1936年10月由中国工农红军红四方面军主力2.18万人(占当时红军总数的2/5)组成西路军,遵照中共中央的命令,西渡黄河作战,希望占领甘肃和宁夏,但5个月后大部主力被马步芳麾下的马家军歼灭,西路军中的部分高级军官被砍头示众,而被俘的女兵也受尽凌辱。由于红四方面军兵力损失惨重,张国焘集团失势,张国焘被免除红军总政委一职,后叛变投靠国民党,二号人物陈昌浩被闲置,毛泽东的领导地位牢固树立。时隔近50年后的1985年10月,时任西路军军政委员会副主席兼西路军总指挥的徐向前道出西路军惨败真相。 \

  图为中国工农红军西路军军政委员会成员。

徐向前这样认为:西路军的两万多人,遭到几乎全军覆灭的命运,在我军历史上,绝无仅有。回顾这段历史,确有“不堪回首话当年”之叹。我是西路军的主要指挥者,这支部队的两个主力军(九军、三十军),又是我和其他同志从鄂豫皖带着发展起来的。西路军的失败,长期使我愧悔交加,余痛在心。下面,我想把西路军失败的主要教训作些探索,以慰先烈,以诫自己,以鉴后人。图为1980年8月21日,徐向前、李先念、王震在中共中央办公厅礼堂举行的陈昌浩追悼会上默哀致敬。

  

如前所述,西路军自始至终是奉中央军委的命令、指示行动的。广大指战员在极端困难的条件下,披坚执锐,喋血奋战,历时近五个月之久。先后共消灭马家军二万五千余人,在战略上起到了有力策应河东红军和友军的作用,对争取西安事变的和平解决,推动全国抗日民族统一战线的形成,实有不可磨灭的贡献。然而,西路军为什么终于惨遭失败呢?图为徐向前为西路军题词。

  

第一、任务问题。西路军担负的任务,飘忽不定,变化多端,并大大超出应有限度,是导致失败的根本因素。图为李先念为西路军题词。

  

孤军外线作战,任务不定,迟疑徘徊,实为兵家之大忌。而西路军的情况,却恰恰如此。先是执行宁夏战役计划,渡河北进,鏖战一条山,待机策应一方面军西渡,共取宁夏;继则放弃这一计划,独立西进,准备打通新疆;再又停在永凉地区,不进不退,建立根据地;复则根据西安事变后的形势变化,忽而准备西进,忽而准备东进;后明确执行西进任务,刚至临高地区又停止西进,就地建立根据地;继复为了策应河东,改为东返;再又奉命“固守五十天”,在倪家营子坚守待援;如此等等。图为李先念为西路军题词。

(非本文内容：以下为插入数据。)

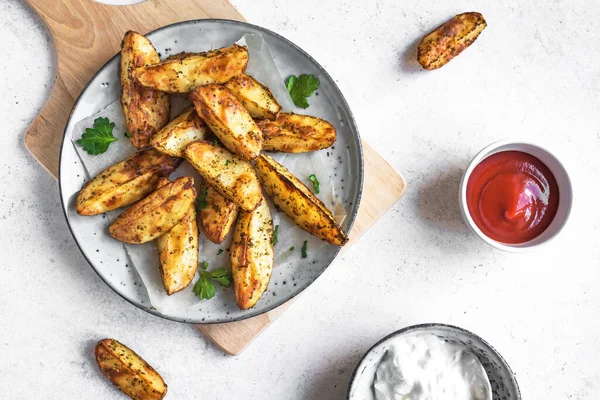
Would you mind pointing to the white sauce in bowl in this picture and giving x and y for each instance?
(424, 367)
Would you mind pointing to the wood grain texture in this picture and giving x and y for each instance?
(382, 187)
(87, 34)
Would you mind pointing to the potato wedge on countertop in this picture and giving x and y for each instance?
(254, 96)
(125, 182)
(251, 255)
(231, 176)
(218, 215)
(146, 110)
(128, 371)
(228, 119)
(156, 214)
(178, 251)
(450, 39)
(183, 73)
(186, 128)
(295, 133)
(295, 199)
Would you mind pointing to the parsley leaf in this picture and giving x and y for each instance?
(204, 287)
(275, 232)
(222, 276)
(201, 203)
(301, 87)
(315, 182)
(97, 139)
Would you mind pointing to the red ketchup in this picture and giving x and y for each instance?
(512, 197)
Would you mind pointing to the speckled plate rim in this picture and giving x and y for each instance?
(427, 326)
(351, 218)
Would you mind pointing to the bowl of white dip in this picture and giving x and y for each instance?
(433, 362)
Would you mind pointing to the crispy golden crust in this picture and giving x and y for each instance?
(251, 255)
(186, 128)
(183, 73)
(128, 371)
(178, 253)
(295, 133)
(254, 96)
(146, 110)
(218, 216)
(228, 119)
(156, 214)
(125, 182)
(450, 39)
(231, 176)
(293, 197)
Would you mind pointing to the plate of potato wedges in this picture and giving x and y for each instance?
(210, 171)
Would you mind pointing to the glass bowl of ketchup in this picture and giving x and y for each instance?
(515, 195)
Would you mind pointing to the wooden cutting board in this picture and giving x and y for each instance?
(87, 34)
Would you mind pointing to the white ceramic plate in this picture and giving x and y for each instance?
(343, 161)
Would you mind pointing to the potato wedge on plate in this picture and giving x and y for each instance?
(128, 371)
(295, 199)
(178, 251)
(183, 73)
(186, 128)
(254, 96)
(125, 182)
(228, 119)
(450, 39)
(295, 133)
(156, 214)
(231, 176)
(251, 255)
(146, 110)
(218, 215)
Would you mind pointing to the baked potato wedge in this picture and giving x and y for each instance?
(228, 174)
(156, 214)
(450, 39)
(183, 73)
(251, 255)
(186, 128)
(125, 182)
(296, 200)
(228, 119)
(254, 96)
(146, 110)
(218, 215)
(128, 371)
(178, 251)
(296, 133)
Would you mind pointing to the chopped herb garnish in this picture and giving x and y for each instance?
(275, 232)
(301, 87)
(204, 287)
(97, 139)
(315, 182)
(201, 203)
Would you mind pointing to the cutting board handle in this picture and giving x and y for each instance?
(86, 35)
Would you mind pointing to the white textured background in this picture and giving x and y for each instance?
(533, 73)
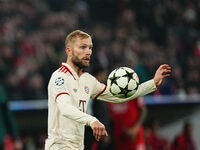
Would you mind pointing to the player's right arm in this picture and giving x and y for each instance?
(64, 103)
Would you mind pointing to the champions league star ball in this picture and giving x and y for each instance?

西路军的任务飘忽、多变,虽与风云变幻的全局形势有关,但不能说毫无战略指导上的失误。结果呢?造成了西路军孤军深入河西走廊,长期遭敌重兵围困的被动局面。疲兵屡战,有耗无补,进退失据,一筹莫展。这对西路军的有限兵力来说,无疑具有致命的性质。图为中国工农红军西路军纪念碑。

  

西路军是整个红军的重要组成部分,其任务是党的全盘战略上不可缺少的环节之一。毫无疑义,部队的一切行动,均应服从和服务于策应河东红军和友军的全局需要。但是,如何策应才更符合实际情况,更有利于全局发展,则值得研究。苏联当时应我党要求,为支援我国人民反抗日本侵略者,准备了大批武器,待红军去取(后因西路军失败,才将这批武器转交盛世才的军队)。假如西路军渡河后,抓住战机,乘虚而进,照直往西打,取得武器弹药,如虎添翼,回师横扫而东指,有没有可能呢?完全可能的。指导思想不同,方法不同,结局会大不一样。图为李先念夫人为西路军题词。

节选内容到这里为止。